REPUBLIKA.CO.ID, NEW YORK--Setelah kebuntuan terjadi di Dewan Keamanan (DK) PBB terkait upaya menjatuhkan sanksi kepada Suriah, Kamis (30/8), badan tersebut kembali bertemu untuk memfokuskan diri pada pembicaraan mengatasi krisis kemanusian di negara yang sedang berkecamuk tersebut.

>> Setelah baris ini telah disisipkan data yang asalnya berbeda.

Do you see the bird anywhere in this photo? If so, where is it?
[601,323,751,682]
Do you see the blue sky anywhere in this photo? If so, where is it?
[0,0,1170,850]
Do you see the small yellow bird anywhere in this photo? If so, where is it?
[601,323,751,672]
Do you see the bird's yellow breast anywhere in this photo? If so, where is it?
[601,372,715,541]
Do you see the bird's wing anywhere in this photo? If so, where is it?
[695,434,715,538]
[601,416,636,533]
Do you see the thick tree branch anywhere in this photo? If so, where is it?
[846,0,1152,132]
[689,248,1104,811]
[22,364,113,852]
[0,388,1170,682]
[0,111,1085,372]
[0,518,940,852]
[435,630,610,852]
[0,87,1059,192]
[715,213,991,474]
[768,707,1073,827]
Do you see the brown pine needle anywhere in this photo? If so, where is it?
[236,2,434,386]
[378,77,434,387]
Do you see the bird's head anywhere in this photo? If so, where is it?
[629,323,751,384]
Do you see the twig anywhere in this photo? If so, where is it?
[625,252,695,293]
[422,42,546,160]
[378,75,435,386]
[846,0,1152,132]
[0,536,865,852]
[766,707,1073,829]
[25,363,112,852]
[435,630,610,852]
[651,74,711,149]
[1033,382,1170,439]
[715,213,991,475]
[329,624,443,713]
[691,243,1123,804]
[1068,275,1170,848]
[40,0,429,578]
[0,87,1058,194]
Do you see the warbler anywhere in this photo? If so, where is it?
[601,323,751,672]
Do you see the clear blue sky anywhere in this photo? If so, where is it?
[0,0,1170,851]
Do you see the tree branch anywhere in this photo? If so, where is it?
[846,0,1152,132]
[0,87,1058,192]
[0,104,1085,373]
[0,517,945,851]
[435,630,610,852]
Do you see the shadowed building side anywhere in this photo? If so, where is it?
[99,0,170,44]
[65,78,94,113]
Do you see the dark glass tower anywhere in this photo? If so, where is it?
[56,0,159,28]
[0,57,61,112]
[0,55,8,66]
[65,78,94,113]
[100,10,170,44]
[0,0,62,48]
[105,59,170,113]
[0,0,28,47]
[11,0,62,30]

Pertemuan tersebut tidak dihadiri Amerika Serikat (AS) serta dua negara yang menolak pemberian sanksi kepada Suriah, Cina dan Rusia. Situasi itu tersebut memperkuat keyakinan bahwa PBB tidak mampu mengakhiri konflik di Suriah yang telah berlangsung 17 bulan.
Sebelumnya Cina dan Rusia menghadang resolusi tiga negara DK PBB yang lain, yaitu AS, Inggris, dan Prancis. Ketiga negara tersebut mengkritik Presiden Suriah, Bashar al-Assad, serta mengancam sanksi.
Keputusan Menteri Luar Negeri AS, Hillary Clinton, tidak menghadiri pertemuan tersebut diduga dikarenakan ketidakyakinan AS bahwa pertemuan nanti akan menghasilkan pembicaraan lebih lanjut mengenai isu utama di Suriah.
Prancis, sebagai presiden DK-PBB per bulan Agustus, sebelumnya berharap PBB bisa bersatu dan menyepakati bantuan ubagi Suriah pada pertemuan yang dihadiri oleh para menteri dari negara tetangga seperti Turki, Lebanon, dan Yordania tersebut. Akan tetapi kenyataannya hanya terdapat kurang dari setengah anggota tetap DK-PBB yang hadir.
Tercatat hanya Menteri Luar Negeri Prancis, Laurent Fabious, dan Menteri Luar Negeri Inggris William Hague yang bisa hadir. Para diplomat mengatakan tak ada lagi pembahasan lebih lanjut mengenai Suriah selain rencana pemberian bantuan.